The logit score extracted from the neural network is

a_{k}^{w} (x)

and the standard deviation

σ_{k} (x)

must be positive. For this purpose, nonlinear SoftPlus was applied to the output of the neural network.

σ_{k} (x) = log (1 + exp (β \times x)); β = 1

(12)

Because the average

μ_{k} (x; θ)

is unrestricted, a linear layer was used for each output neuron.

4. Experiments and Results

4.1. Experimental Environment

All experiments and evaluations in this study were conducted on a 52GB RAM NVIDIA Tesla V100 16GB GPU. The anomaly detection model was built using PyTorch version 1.10.0 + cu111. The learning hyperparameters learned 200 epochs, the batch size was 16, the learning rate was

10^{- 5}

, and the patch size was 64.

4.2. Datasets

The MNIST and CIFAR10 datasets are composed of image data, all of which are in ten classes. All consist of normal and abnormal datasets in the same way as the general experimental settings for one-class classification. The image of the class is assumed to be normal and is used as training data, and the remaining classes are defined as abnormal. The test dataset consists of images of normal and abnormal classes. Images from both datasets were adjusted to H = 512, W = 512, and C = 3 and used for training and evaluation. The MNIST dataset consists of numbers between 0 and 9. There are about 6000 images for each numeric class in the training data. The test data consist of normal and abnormal classes, with a total of 10,000 images. The CIFAR10 dataset contains image data for ten classes, and the training dataset has approximately 5000 images per class. The model was trained with 4500 images and the performance was verified with the remaining 500 images. The test data consisted of 10,000 images in both normal and abnormal classes.

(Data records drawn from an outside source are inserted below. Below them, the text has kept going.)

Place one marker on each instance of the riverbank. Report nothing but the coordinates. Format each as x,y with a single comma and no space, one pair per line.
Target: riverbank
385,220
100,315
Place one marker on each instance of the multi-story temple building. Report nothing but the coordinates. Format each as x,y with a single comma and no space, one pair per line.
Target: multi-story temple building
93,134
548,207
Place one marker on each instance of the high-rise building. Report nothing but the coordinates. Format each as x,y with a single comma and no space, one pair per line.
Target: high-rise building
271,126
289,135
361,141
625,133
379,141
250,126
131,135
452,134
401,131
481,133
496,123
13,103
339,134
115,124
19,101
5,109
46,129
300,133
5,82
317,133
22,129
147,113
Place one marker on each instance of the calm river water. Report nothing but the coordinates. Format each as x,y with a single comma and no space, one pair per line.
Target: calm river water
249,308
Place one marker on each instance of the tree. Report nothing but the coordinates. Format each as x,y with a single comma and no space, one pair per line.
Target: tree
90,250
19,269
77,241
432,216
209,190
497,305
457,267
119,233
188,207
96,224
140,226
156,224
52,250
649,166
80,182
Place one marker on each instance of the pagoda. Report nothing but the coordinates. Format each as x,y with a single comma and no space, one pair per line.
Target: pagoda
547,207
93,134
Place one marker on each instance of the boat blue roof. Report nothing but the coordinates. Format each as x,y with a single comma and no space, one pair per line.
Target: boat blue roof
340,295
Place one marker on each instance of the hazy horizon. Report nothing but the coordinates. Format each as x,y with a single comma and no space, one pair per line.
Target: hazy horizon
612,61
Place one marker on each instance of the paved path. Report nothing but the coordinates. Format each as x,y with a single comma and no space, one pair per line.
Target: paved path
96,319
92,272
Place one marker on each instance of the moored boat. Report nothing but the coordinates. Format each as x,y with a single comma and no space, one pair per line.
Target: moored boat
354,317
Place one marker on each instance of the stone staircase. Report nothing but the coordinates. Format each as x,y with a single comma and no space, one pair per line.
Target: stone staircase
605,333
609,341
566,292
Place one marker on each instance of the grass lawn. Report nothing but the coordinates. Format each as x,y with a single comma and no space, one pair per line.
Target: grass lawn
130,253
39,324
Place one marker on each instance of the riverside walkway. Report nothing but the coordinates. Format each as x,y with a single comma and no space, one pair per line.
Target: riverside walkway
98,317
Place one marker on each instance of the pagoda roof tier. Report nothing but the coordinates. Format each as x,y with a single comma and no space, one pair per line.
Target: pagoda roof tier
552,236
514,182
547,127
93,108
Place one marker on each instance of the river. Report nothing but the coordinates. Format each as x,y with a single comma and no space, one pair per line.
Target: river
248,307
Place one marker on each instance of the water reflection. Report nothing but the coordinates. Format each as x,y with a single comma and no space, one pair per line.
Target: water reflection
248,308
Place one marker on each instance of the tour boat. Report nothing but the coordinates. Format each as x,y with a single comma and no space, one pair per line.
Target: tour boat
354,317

We used the MVTec Anomaly Detection (MVTecAD) [26] dataset, which is designed to test anomaly detection algorithms for industrial quality control. MVTecAD is classified into 15 categories and consists of 3629 images in total for training and verification and 1725 images for testing. The original image resolution ranges from 700 × 700 to 1024 × 1024. The training set has only defect-free image data. The test set consists of various defective image data and defect-free image data. The test set has different types of abnormalities from class to class, but there are abnormal defects in the form of cracks, deformation, discoloration, and scratches. As can be seen from the Capsule class in Figure 6, the objects are centered and aligned in a uniform manner throughout the dataset. Since the abnormal phenomena are different in size, shape, and structure, the method can be applied in various situations for industrial defect detection.

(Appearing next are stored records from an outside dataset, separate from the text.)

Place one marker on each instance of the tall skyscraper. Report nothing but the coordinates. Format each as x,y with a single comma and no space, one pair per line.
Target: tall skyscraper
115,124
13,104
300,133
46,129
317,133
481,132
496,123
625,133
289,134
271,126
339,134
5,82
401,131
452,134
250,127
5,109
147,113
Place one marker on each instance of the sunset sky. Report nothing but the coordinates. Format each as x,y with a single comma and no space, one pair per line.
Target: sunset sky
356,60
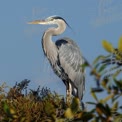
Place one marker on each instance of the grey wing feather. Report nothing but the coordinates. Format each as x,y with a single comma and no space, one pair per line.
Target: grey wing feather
71,60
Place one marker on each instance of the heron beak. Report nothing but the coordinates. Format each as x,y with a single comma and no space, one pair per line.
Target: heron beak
43,22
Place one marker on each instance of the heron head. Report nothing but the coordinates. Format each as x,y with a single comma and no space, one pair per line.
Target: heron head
48,21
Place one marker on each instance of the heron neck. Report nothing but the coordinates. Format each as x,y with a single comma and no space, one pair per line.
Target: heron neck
47,43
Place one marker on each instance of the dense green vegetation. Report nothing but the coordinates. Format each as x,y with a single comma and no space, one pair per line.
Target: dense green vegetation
21,104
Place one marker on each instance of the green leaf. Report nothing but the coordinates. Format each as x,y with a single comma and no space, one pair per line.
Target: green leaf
120,44
101,57
107,98
107,46
94,95
114,107
102,68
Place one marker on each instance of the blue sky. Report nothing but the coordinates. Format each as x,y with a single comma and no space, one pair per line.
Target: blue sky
21,55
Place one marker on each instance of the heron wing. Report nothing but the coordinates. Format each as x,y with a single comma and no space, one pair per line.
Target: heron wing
71,60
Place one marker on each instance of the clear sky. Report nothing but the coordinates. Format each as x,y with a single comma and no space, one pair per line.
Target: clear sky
21,55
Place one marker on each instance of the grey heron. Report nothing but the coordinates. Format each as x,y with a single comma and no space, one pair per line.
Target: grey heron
64,56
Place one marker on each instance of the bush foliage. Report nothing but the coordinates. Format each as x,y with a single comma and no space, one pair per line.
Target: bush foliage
21,104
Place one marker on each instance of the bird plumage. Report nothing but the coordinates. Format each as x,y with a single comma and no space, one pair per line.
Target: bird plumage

4.3. Baselines and Evaluation Metrics

The proposed method uses the maximum value of the log-likelihood loss to perform global anomaly detection. We also used only the log-likelihood loss to locate abnormalities. We saved the log-likelihood loss for all patch locations, then used 2D bilinear upsampling to perform the upsampling, entered the size of the image, and obtained a heat map. Then, the per-region overlap score (PRO score) [27] was used as an evaluation metric for the MVTecAD dataset. To make a binary decision for each pixel, when computing the PRO score and heat map, a threshold was first specified at a given anomaly score. Then, the ratio of overlapping with the GT (ground truth) was calculated. Using the same approach as in [28], we obtained the PRO score for the increment threshold until the average positive rate per pixel reached 30%. The MSIST dataset and the CIFAR10 dataset used the area under the receiver operating characteristic (AUROC) as a performance metric for comparison results. AUROC has frequently been used in several previous studies to verify the performance of anomaly detection and positioning [29,30]. AUROC evaluates the anomaly detection and positioning performance based on the false positive rate (FPR) and the true positive rate (TPR).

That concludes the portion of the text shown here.